The advance promises to double the emission efficiency in GaN devices.

The team verified various advantages such as high- emission efficiency, emission in a wider range of colors, emission of polarized light, high-mobility, p-type GaN devices and low power consumption.

Nakamura's team succeeded in growing GaN crystal layers on the previously unusable crystal planes of the GaN's hexagonal prism structure. Present GaN devices are grown only on the c-plane, the base of the hexagonal prism. Film growth in this crystal orientation means electrical polarization occurs, and the resulting electric field disturbs efficient recombination of electrons and holes. This limits the performance of GaN devices.

By contrast, GaN films grown on nonpolar or semipolar planes, which are perpendicular or angled relative to c-plane, do not generate an electrical field or significantly reduce the field, thereby enabling electrons and holes to recombine more efficiently.

GaN films grown on nonpolar or semipolar planes were expected to exhibit better performance than present c-plane devices. But films produced on those planes had rough surfaces and many defects, preventing them from functioning as electronic devices.

The Nakamura team succeeded in growing smooth films on the new planes with fewer defects. Twelve patents are pending in connection with the growth technology. The film-growing technique involves existing lateral epitaxial overgrowth technology, but details of the new growth technology were not disclosed.

"The performance outlook is far better than present GaN devices. As a light-emitting device, its output is [still] low at present. But once we clear this issue, nonpolar and semipolar GaN will surely replace all current c-plane GaN devices," said Nakamura, a professor of University of California at Santa Barbara.

Nakamura's team plans to develop GaN devices that can emit light with 200-lumen/W efficiency. The record efficiency for GaN devices is 100 lumen/W, which is comparable to a fluorescent light.
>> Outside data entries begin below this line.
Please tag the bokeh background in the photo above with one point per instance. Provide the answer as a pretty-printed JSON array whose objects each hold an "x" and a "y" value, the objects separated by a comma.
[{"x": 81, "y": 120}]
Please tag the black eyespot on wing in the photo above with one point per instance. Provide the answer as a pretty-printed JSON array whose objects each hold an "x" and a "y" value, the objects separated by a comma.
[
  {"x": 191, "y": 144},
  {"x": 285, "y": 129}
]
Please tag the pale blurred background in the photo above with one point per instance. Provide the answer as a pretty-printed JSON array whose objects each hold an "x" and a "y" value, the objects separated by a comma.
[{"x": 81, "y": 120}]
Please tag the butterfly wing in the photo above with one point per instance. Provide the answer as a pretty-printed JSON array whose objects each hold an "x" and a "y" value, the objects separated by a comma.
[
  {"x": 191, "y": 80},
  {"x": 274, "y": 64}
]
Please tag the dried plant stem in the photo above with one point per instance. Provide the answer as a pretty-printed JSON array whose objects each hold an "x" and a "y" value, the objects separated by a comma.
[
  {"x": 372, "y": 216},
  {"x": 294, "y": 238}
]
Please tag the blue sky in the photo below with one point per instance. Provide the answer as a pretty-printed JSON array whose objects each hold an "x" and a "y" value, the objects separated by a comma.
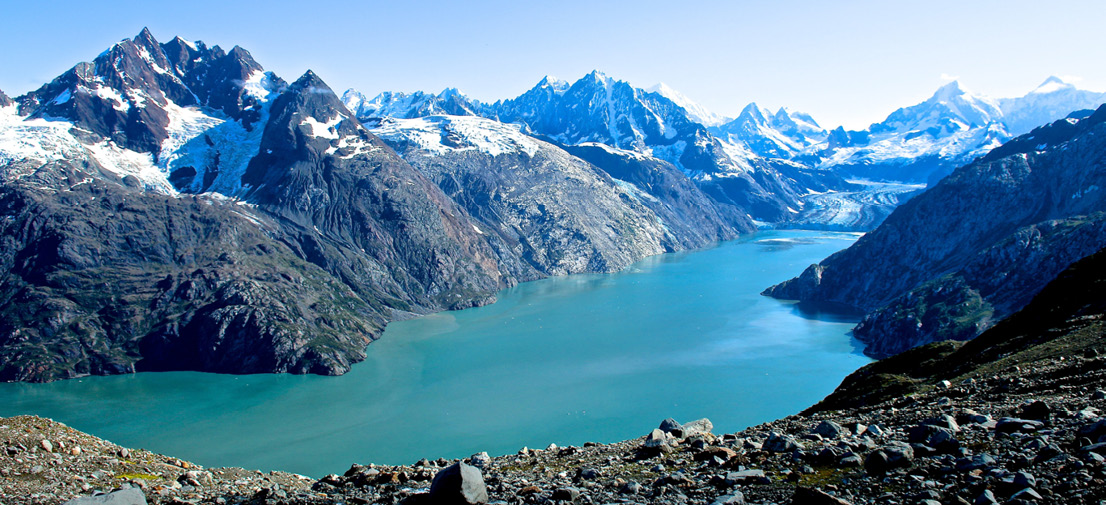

Conventional GaN emits blue light most efficiently but dims at longer wavelengths toward red due to polarization. The new GaN is nearly polarization-free and has the potential to emit bright light in every color range. At about 550 nm of the green wavelength, it is about 10 times more efficient compared to current GaN.

The Nakamura project is funded by the Japan Science and Technology Agency. Masaaki Sakata, research manager of the Nakamura project, said it is seeking partners to help commercialize the technology.